At some point during my degree, when motivation levels are low, and the mountain of cases to read is high, l question my choice of profession. A law degree will stretch you to your limits and test your commitment. I know of a class mate while in our first year, tried to drop out of law school unable to cope with the intensity but fortunately or unfortunately after a series of interventions from her clan members in kisoro ( i predict some free kibokos trick played a miracle on her), she came back. Don’t make the decision over the choice of degree lightly. A law degree is a very expensive investment. In fact, some may be better off choosing a degree they enjoy at university in which they can gain better honours and then decide whether to commit to law and do the bar course later.
9. The jump from A-Levels to law school
I thought I’d cope well with a law degree, having performed well at school. There’s a good reason why the entry levels are so high at the top university law faculties in Uganda (mainly Makerere University, Uganda Christian University and St. Augustine University). During my law degree, I felt very stupid about 90% of the time during my readings, and would become disheartened by how much I didn’t understand. Initially I was very upset at struggling to achieve only 60% (a 2:1) in my work, as opposed to over 90% at A-Level. This is relatively normal. The process of learning and understanding is different and takes some getting used to.

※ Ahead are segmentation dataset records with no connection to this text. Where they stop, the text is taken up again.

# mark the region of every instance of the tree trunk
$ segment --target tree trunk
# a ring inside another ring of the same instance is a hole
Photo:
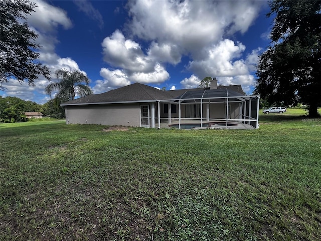
[[[317,104],[316,101],[310,104],[309,106],[309,114],[308,117],[310,118],[318,118],[320,117],[320,114],[317,112]]]

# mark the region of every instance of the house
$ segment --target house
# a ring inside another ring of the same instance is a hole
[[[44,114],[40,112],[25,112],[25,115],[27,116],[28,119],[31,118],[35,118],[36,119],[42,118],[42,116]]]
[[[136,83],[64,103],[67,124],[164,127],[172,124],[242,124],[258,127],[259,97],[244,94],[240,85],[162,91]],[[241,125],[240,125],[241,126]],[[241,127],[240,127],[241,128]]]

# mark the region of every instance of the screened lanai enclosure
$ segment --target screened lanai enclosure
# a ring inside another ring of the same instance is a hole
[[[157,107],[154,107],[158,114],[154,113],[154,116],[156,119],[158,116],[159,128],[257,129],[259,102],[258,96],[228,89],[187,91],[174,99],[158,101]]]

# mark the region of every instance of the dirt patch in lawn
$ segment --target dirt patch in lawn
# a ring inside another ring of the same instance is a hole
[[[109,127],[107,128],[105,128],[104,129],[102,129],[104,132],[110,132],[111,131],[128,131],[128,129],[127,127],[122,127],[120,126],[114,126],[112,127]]]

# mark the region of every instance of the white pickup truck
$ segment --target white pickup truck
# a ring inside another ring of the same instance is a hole
[[[278,113],[282,114],[284,112],[286,112],[286,108],[283,107],[272,107],[268,109],[263,110],[263,112],[264,114],[268,114],[269,113]]]

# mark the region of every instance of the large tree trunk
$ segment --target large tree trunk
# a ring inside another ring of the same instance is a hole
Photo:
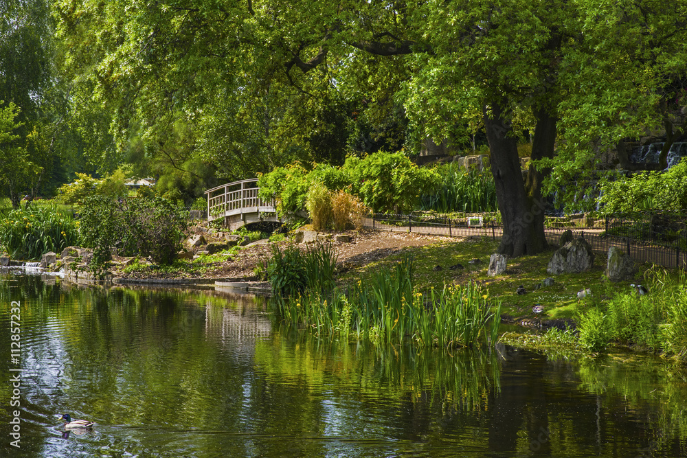
[[[496,198],[504,225],[504,236],[497,251],[509,257],[536,254],[546,248],[543,217],[545,205],[536,197],[539,186],[533,185],[533,198],[525,191],[517,144],[508,117],[504,116],[503,107],[493,102],[491,108],[491,115],[484,110],[484,126],[491,151]]]

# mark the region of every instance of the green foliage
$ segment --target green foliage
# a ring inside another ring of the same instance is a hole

10. The avalanche of Social stereotypes of law students
A series of phrases i have gotten used to hearing. Am still thinking of good responses.
“Oh, you’re studying law? Maybe you can help me out someday if I get into trouble.”
“Well, I see you’ve sold your soul to the devil for riches.”
“You lawyers only care about your stomachs and getting rich”
“Lawyers are professional liars”
“Law students are arrogant, they don’t like associating with students from other courses”
“How can you defend someone you know to be guilty? You lawyers are heartless and cold-blooded.” Said a SWASA student one day.
11. The ghost of HELL-DC Pre entry exams.
Finally, going to Law Development Centre (LDC), is every law student’s dream but the process of getting a gate pass to LDC and going through it, is every law student’s nightmare. For some reason, all lecturers come to class and begin threatening you with arsenals and volleys of stories telling you how LDC is a home of horror adventures and Halloween branch for lawyers. I don’t know if it is a trick for them to use on us to stop us from being qualified to take over their jobs or it is a ‘relevant fact’. in fact, if it is a trick, it is working on me!
Whether genuine or not, LDC from the testimonies i hear from colleagues who have been there, it is not for the faint hearted. From the daily long assignments, the oral torture exams and being in an environment where everyone is buried in books, just sucks!
Despite all the hurdles in law school, my fate was sealed. Am gonna be a lawyer kama mbaya mbaya! because it was my dream to be one someday. I will fight until the end even if pressure squeezes me up to the wall. Even if you brand me as a professional lier, devil’s advocate, keep calm and stop hating on me. I will keep calm, i will survive law school and be nice, i could be your lawyer someday!
To all law students out there, be strong and smoothly go through law school without missed calls. Have the right attitude because it will determine how tall your altitude to success will be. Everyone you’re called a professional liar, don’t fight back, ignore and wait for the day they will come looking for you seeking legal advice when they’re in trouble. That is when they will understand your importance. How many times have you attended a public meeting and they ask for an opinion of an agriculturalist? but am sure you’ve been to ones where they keep quiet and listen when a lawyer is speaking. Right?
Never consider yourself a failure. Be confident you will make it and be one of the best legal brains Uganda will have seen. It begins with considering yourself a winner and opportunities will come chasing you.